[Bug 1309] New: white space in the DM

http://www.w3.org/Bugs/Public/show_bug.cgi?id=1309

           Summary: white  space in the DM
           Product: XPath / XQuery / XSLT
           Version: Last Call drafts
          Platform: PC
        OS/Version: Windows XP
            Status: NEW
          Severity: normal
          Priority: P2
         Component: Data Model
        AssignedTo: Norman.Walsh@Sun.COM
        ReportedBy: davidc@nag.co.uk
         QAContact: public-qt-comments@w3.org


Some of the following issues have been raised on earlier drafts but it
seems safest to raise them again as last call issues in bugzilla. 



6.7.3 Construction [of text nodes] from an Infoset

says

   If the resulting Text Node consists entirely of white space and the
   Text Node occurs in Element content[XML], the content of the Text Node
   is the zero-length string.  

The reference to Element Content XML production is inappropriate as
the input to this procedure is an infoset rather than a literal XML
document. The [element content whitespace] infoset property is flagged
a few lines up as being optionally used so this could say

   If the resulting Text Node consists entirely of characters with an
   [element content whitespace] property with value true, the content
   of the Text Node is the zero-length string.

This would make the document consistent however (with either wording)
this clause introduces a very large incompatibility with XPath1.

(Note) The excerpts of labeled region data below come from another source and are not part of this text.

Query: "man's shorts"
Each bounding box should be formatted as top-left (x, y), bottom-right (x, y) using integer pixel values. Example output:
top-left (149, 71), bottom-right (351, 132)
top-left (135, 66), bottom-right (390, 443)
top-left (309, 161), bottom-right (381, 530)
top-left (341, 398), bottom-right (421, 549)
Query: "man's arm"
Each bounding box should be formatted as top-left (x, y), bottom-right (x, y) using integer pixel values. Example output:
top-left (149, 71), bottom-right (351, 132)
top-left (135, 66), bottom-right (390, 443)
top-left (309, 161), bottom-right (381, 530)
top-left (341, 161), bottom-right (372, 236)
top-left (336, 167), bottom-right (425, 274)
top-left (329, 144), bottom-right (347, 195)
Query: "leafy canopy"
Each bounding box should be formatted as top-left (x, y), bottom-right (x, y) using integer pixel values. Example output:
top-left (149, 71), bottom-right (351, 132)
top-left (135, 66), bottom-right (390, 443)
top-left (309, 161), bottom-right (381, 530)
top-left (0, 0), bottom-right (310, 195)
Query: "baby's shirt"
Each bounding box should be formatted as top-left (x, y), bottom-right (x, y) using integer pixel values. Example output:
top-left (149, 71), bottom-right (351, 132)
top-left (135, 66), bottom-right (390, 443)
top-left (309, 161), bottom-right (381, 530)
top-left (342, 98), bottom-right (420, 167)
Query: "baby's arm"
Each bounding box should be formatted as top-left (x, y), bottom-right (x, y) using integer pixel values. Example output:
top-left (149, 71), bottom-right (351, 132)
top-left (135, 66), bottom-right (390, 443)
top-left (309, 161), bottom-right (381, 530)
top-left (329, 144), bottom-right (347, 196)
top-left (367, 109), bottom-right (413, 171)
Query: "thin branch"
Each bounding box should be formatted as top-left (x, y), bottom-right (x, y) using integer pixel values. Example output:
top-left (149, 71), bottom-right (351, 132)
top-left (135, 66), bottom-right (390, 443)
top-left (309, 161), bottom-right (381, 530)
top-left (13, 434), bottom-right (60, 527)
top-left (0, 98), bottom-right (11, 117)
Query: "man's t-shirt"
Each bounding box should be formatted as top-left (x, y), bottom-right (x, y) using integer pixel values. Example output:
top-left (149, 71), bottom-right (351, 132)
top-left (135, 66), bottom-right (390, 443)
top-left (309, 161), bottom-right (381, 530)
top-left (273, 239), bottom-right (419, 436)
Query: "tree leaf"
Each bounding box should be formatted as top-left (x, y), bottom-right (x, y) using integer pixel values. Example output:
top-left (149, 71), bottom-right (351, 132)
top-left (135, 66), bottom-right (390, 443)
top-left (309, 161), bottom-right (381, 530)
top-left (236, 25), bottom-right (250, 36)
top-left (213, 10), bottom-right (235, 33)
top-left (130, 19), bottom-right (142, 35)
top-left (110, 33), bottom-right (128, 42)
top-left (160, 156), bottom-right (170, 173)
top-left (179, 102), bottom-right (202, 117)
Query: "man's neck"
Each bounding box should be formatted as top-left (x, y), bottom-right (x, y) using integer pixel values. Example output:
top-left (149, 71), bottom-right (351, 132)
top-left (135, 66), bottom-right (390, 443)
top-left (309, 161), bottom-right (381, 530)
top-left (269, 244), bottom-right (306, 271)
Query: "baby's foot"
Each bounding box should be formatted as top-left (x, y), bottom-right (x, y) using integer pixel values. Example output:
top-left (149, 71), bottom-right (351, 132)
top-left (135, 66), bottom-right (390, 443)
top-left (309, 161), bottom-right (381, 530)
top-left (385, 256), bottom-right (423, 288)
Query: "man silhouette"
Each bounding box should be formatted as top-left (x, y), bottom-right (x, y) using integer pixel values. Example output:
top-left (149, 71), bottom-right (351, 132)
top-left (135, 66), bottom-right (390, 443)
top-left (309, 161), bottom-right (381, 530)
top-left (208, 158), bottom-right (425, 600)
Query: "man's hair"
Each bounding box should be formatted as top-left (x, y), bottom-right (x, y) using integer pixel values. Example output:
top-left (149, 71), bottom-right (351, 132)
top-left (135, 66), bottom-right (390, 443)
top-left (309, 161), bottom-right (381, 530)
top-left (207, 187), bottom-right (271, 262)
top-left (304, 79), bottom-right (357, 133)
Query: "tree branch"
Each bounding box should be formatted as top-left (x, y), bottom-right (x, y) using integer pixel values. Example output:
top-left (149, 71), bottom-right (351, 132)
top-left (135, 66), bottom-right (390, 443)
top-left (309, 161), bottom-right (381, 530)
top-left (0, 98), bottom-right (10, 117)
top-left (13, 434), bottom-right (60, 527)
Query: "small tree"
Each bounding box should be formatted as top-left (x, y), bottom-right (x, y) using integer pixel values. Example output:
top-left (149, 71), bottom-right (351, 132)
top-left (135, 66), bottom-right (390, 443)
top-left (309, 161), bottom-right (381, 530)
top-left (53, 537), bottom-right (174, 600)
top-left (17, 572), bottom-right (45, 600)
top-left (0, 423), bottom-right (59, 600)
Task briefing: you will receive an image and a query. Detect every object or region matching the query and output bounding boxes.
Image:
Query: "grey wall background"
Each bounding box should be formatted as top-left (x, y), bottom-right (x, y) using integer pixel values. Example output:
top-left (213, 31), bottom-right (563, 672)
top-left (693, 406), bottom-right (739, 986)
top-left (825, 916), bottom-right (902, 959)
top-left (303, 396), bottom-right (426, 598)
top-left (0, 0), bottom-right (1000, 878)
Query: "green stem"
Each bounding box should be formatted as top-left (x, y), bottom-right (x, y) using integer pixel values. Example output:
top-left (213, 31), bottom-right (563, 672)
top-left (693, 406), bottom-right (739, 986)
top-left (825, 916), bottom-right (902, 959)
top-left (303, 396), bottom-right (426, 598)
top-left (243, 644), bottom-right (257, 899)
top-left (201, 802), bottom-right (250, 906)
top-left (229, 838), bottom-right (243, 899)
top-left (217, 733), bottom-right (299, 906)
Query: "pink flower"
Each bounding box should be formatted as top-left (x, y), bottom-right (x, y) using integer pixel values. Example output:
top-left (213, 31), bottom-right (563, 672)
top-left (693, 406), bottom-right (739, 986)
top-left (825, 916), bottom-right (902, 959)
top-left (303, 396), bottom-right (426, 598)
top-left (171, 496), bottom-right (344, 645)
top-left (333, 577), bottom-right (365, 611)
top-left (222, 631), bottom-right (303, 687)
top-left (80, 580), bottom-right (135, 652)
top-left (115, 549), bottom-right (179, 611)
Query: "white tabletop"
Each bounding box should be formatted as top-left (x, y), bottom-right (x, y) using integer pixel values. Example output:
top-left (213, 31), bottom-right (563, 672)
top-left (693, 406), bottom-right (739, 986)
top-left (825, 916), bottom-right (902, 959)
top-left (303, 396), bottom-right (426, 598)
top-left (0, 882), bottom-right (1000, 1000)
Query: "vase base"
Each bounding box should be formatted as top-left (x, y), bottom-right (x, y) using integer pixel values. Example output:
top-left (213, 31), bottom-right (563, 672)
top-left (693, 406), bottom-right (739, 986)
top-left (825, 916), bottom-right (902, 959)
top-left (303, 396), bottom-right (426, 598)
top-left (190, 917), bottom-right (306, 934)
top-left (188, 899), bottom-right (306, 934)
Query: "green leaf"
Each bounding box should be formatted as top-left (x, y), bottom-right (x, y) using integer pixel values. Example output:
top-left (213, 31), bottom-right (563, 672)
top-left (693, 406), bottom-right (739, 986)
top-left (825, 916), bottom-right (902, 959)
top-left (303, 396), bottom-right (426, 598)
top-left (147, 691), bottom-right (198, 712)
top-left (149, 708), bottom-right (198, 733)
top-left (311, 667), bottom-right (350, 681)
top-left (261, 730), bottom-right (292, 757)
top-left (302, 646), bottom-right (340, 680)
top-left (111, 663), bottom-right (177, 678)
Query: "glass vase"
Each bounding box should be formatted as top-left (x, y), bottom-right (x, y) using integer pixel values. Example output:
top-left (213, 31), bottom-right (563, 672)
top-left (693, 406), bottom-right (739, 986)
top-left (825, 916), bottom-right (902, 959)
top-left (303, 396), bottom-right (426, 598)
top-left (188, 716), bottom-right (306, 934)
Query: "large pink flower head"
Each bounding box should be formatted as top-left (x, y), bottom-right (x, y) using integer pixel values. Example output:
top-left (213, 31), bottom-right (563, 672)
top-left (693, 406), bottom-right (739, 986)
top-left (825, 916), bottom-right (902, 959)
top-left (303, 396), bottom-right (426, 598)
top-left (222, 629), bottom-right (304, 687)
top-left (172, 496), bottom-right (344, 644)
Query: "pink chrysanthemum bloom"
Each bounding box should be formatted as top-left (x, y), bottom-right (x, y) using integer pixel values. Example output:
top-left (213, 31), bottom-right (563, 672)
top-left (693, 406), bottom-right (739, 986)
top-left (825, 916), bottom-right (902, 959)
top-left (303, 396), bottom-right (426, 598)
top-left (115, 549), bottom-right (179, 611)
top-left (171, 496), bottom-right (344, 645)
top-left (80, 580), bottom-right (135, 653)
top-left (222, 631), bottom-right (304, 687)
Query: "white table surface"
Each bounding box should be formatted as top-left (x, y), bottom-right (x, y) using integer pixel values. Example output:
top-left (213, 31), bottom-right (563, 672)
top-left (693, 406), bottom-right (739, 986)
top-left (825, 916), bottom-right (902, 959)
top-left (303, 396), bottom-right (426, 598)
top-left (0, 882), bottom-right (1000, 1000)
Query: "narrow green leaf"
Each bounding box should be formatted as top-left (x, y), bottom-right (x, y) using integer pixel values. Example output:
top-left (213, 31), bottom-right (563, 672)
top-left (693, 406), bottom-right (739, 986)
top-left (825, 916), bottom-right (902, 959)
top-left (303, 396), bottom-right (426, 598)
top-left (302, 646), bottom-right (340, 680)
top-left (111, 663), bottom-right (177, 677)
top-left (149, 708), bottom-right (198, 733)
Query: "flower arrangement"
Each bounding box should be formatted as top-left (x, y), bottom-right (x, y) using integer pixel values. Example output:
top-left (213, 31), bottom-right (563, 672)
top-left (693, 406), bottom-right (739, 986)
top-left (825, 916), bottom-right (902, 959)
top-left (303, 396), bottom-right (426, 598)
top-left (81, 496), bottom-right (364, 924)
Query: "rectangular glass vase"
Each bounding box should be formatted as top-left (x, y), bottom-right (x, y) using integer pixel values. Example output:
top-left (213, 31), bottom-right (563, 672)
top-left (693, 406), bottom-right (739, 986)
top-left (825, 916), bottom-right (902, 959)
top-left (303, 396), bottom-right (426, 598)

I think it would be better to drop this clause altogether, systems
requiring white space nodes to be dropped can use the PSVI mapping
or a proprietary mapping to the datamodel, neither of which have any
xpath1 compatiblity implications.

Dropping white space from declared element content from schema
validated (PSVI) input makes sense and is something that could be
tested in a conformance test. Dropping white space from the infoset
mapping if [element content whitespace] is reported isn't really
testable as non validating parsers may or may not report this
and don't need to document whether they do or they don't.

As it is it means that given
<!DOCTYPE x [
<!ELEMENT x (x*)>
]>
<x>
  <x/>
  <x/>
</x>

a simple xpath of /x/node()[2] is completely undefined: it may pick up
the the first or the second empty x node.

If this clause is kept it should be higlighted here that it is
incompatible with Xpath1's data model and the XPath (and XSLT)
Compatability appendices should also mention this.





For the reverse mapping
6.7.5 (and J7) states that all characters get mapped to infoset items
with [element content whitespace] of unknown.

The infoset has a constraint that all non-white characters have a
value of false for this property
http://www.w3.org/TR/xml-infoset/#infoitem.character
says:  ..It is always false for characters that are not white space.

So I think the mapping from the DM to the infoset should set this
property to false or to unknown depending on whether the character is
white space.

David

Received on Saturday, 7 May 2005 15:44:56 UTC